На образовательном семинаре «Бизнес в стиле FLEX» фермер Владимир Барауляпосетовал, что в обществе по сей день нет социального заказа на фермерство. Это — далеко не первая и одна из множества аналогичных жалоб на отсутствие того или иного социального заказа. Таким же образом на прошлогоднемКастрычніцком эканамічнам форуме в ту пору еще помощник президента Кирилл Рудый в своем выступлении«Почему реформы не получатся» огорченно отметил, что в Беларуси нет общественного запроса на реформы. Нет социального запроса — это, в общем, «разъяснение» из разряда «такие дела»: призваны описывать ситуацию, на которую невозможно повлиять.

Как вообще должен выглядеть общественный запрос, чтобы власти его опознали в качестве такового? Кого правительство и другие командиры Беларуси включают в «общество», и какие именно каналы коммуникации признаются в качестве легальных и легитимных инструментов передачи социального сигнала?

Избирательные процессы с командных высот рассматриваются в этом плане как неинформативные: альтернативное голосование и программы, за которые голосовала часть избирателей, но которые не победили, — это не общественный запрос. Программа безальтернативного победителя составлена функционерами и посему социальный заказ не воплощает: себя представители госаппарата как бы выносят за скобки и частью общества не полагают.

Разумеется, партии — это также не голос общества. Следует ли еще раз упоминать о том, что партийная среда не развита, и государство препятствует ее развитию? Такая же или почти такая же ситуация с негосударственными общественными объединениями. Общеизвестно, что негосударственным коллективным агентам в праве формулировать и представлять какие-то общественные запросы априори отказано, но интересно, что и GoNGO по какой-то причине социальный запрос сформулировать не могут. Как и парламентские фракции (которых к тому же нет).

Можно было бы зайти с другой стороны — со стороны социологических замеров по важным общественно-политическим проблемам. Но и здесь государство планомерно отгораживается от общественного запроса (кейс НИСЭПИ — один из наиболее показательных). А государственные социологические службы регулярных опросов не проводят, а если и проводят, то тайно от общества, их результаты не обнародуются.

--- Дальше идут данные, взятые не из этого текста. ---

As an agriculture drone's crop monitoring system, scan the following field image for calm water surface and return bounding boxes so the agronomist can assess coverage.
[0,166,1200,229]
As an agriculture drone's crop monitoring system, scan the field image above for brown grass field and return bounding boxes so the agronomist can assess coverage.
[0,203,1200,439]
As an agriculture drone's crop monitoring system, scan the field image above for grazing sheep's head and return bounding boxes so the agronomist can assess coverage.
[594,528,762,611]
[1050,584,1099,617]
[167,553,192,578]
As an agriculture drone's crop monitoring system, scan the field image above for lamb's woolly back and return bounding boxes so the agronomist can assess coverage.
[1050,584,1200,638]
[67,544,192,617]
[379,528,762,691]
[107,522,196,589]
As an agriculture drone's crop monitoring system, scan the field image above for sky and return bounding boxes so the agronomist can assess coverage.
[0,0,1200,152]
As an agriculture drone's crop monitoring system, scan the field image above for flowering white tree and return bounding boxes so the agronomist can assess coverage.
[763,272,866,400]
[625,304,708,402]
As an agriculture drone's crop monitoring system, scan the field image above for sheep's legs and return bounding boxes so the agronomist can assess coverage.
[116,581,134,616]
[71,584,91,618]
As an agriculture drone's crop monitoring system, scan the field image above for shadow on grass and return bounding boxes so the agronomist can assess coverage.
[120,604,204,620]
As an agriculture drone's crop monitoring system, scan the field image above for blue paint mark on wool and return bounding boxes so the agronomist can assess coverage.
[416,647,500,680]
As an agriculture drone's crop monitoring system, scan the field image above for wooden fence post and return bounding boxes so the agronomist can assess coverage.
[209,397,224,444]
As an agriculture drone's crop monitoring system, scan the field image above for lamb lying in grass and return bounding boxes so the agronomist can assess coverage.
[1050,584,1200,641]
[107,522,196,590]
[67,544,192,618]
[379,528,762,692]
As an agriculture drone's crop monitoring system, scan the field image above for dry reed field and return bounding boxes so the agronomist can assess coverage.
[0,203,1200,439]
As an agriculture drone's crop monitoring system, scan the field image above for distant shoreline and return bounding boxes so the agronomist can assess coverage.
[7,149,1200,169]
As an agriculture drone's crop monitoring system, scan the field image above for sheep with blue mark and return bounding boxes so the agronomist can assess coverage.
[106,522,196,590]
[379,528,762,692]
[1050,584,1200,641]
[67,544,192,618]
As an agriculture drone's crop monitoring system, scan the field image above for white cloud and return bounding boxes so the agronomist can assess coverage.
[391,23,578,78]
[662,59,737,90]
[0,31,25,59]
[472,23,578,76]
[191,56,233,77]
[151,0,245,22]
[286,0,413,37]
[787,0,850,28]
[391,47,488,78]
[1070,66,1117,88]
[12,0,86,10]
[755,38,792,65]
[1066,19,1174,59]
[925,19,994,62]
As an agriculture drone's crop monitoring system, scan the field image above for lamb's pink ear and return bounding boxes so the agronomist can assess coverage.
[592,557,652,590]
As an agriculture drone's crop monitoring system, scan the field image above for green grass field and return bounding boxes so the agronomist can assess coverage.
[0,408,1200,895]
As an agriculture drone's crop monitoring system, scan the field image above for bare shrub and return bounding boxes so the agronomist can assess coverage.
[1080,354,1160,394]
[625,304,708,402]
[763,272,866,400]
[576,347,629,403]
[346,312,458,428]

Тоненький ручей общественных чаяний сочится через разнообразные «горячие линии» — те редкие часы, когда госслужащие становятся интерактивны. Или самореализуется посредством механизма коллективных петиций (например, petition.by). Но какие бы запросы и заказы ни поступали в аппарат таким образом, государство ведь все равно квалифицирует их как частные, а не общественные.

Доходит до веселых казусов: один из фермеров говорит о том, что в обществе нет социального заказа на фермерство. Сам-то он каким образом стал фермером? По ошибке? Думал, что есть такой социальный заказ? Или он имел в виду, что белорусы не приучены копошиться в земле? Или предпочитают работать в колхозах? Ведь исходя из количества подсобных хозяйств подобные заключения про «социальный заказ» делать сложно. Конечно, не все стремятся стать фермерами, но если полагать что такой или аналогичный заказ может сформировать только все общество в целом, то всякий социальный заказ исключен просто по той причине, что представители любого коллектива не хотят заказывать одно и то же.

Итак, куда ни брось взгляд — повсюду в белорусском обществе исключительно частные, партикулярные интересы, включая партийные, коллективные и собственно общественные. Впрочем, как и в любой другой стране. Но в любой другой стране именно такие групповые и частные интересы и признаются в качестве общественных запросов. В нашей же стране, по всей видимости, только один человек обладает правом их представлять. Именно от него госорганы этот общественный запрос худо-бедно готовы услышать и воплотить в какую-то программу действий.

В таком случае так и надлежит говорить: Лукашенко не желает реформ. Президент не хочет создавать условия для фермерства и бизнеса. Незачем морочить головы друг другу «социальным заказом».